Xenopsd

From Xen
Revision as of 17:09, 20 January 2015 by Dave.scott (talk | contribs) (Note that Xenopsd has been implemented and documented)
(diff) ← Older revision | Latest revision (diff) | Newer revision → (diff)

Note: Xenopsd has been implemented and is documented here: http://xapi-project.github.io/xenopsd/architecture.html

The xenops daemon

This is an attempt to improve the architecture of the XCP toolstack by splitting *domain management* into a separate service, known as the *xenops daemon*. This should have the following advantages:

  1. it helps untangle the domain management code from the rest of xapi (which will focus on multi-host resource pool management)
  2. it forces us to be explicit about the interface xapi needs, making the future libxl port more predictable and likely to succeed
  3. it forces us to be explicit about the interface xenopsd needs, preventing (for example) the accidental insertion of a expensive RPC to a remote host through an internal xapi interface in a hot codepath. This is currently a very easy mistake to make and a better architecture would make it harder.

Building from source

The current development build instructions are Building Xenopsd

Design principles

  1. xenopsd should ignore domains that it is not managing. This will allow (eg) domains started with 'xl' to safely co-exist
    1. xenopsd could therefore be told to manage one VM, like 'xenvm' (part of XCI)
    2. xenopsd could therefore be told to manage lots of VMs, like 'xapi' currently does
  2. xenopsd should be capable of servicing all guest requests without making remote RPCs. This will allow (eg) VMs to reboot in an XCP resource pool even when the master is offline.
  3. xenopsd should not require xapi to be running (although it will require a storage service to be available in order to attach new disks)
  4. xenopsd should have a "simulator" backend as well as a real "xen" backend to allow us to replace the current "XIU" simulation system which doesn't support all operations (e.g. VM migrate)
  5. xenopsd should have a simulator-based test suite to allow us to test the component at build time.
  6. xenopsd should support a level-triggered (rather than edge-triggered) event system, to allow clients (ie 'xapi') to resynchronise as quickly as possible. It will be assumed that clients always want to 'diff' their current state against the 'tip' state and that they don't care about the exact sequence of historical changes (those are left for the audit log).
  7. xenopsd should be able to handle operations on managed VMs concurrently (rather than serially) and avoid operations on one VM having dependencies on other VMs (eg VM_suspend should not depend on a dom0 VBD_plug)
  8. xenopsd should be aware of driver-domains; there shall be no hardcoded "domid = 0" anywhere in the code
  9. xenopsd should support cancellation for all blocking operations

Design overview

At the high-level, we'll have a JSON-rpc interface whose concrete IDL is created with rpc-light. This will support operations to:

  1. add/modify/remove VM metadata
  2. start/stop/suspend/resume/migrate VMs
  3. blocking poll for events

Operations received through the interface will either be processed immediately (eg an event poll) or be queued, with one queue per VM. This ensures that VM operations are handled sequentially. The queue contents will be introspectable and cancellable through the API.
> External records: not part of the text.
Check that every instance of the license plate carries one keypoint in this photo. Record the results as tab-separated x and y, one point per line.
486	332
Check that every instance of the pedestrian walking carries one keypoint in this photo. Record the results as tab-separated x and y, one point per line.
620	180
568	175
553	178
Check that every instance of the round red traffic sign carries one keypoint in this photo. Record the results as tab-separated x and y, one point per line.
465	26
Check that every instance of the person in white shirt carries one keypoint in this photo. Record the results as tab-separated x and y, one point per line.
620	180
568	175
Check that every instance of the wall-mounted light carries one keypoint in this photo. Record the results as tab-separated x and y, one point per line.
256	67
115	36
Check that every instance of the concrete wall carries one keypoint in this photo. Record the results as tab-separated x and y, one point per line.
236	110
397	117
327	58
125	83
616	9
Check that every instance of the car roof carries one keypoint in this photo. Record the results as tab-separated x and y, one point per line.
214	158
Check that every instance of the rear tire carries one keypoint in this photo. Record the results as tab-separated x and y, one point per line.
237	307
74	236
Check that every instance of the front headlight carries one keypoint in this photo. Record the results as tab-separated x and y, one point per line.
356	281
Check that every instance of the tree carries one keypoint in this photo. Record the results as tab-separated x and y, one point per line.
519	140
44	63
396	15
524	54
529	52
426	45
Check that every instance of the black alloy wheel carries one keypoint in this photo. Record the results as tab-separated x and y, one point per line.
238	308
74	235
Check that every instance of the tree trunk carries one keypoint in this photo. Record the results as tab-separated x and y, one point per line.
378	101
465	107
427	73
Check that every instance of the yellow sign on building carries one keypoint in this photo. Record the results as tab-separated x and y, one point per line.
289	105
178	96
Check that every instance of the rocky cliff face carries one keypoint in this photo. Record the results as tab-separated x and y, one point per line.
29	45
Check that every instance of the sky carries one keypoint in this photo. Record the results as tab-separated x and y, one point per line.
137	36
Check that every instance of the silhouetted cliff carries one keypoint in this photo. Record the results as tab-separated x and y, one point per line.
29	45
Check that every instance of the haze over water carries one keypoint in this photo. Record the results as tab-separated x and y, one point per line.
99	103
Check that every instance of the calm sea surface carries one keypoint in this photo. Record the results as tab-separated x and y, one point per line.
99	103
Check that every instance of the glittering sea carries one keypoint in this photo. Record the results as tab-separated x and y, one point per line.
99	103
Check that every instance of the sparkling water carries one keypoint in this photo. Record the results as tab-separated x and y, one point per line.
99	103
A thread pool with a configurable number of threads will take operations from the per-VM queues and execute them.

Machine-affecting operations (e.g. domain create, invocations of libxenguest and, in the future, libxl) will be through a backend plugin. There will be two plugins initially:

  1. xen: this will use the existing xapi domain management code
  2. simulator: this will pretend to manage domains without actually generating any side-effects.

The backend interface will be as simple as possible. The backend will be selectable at load-time.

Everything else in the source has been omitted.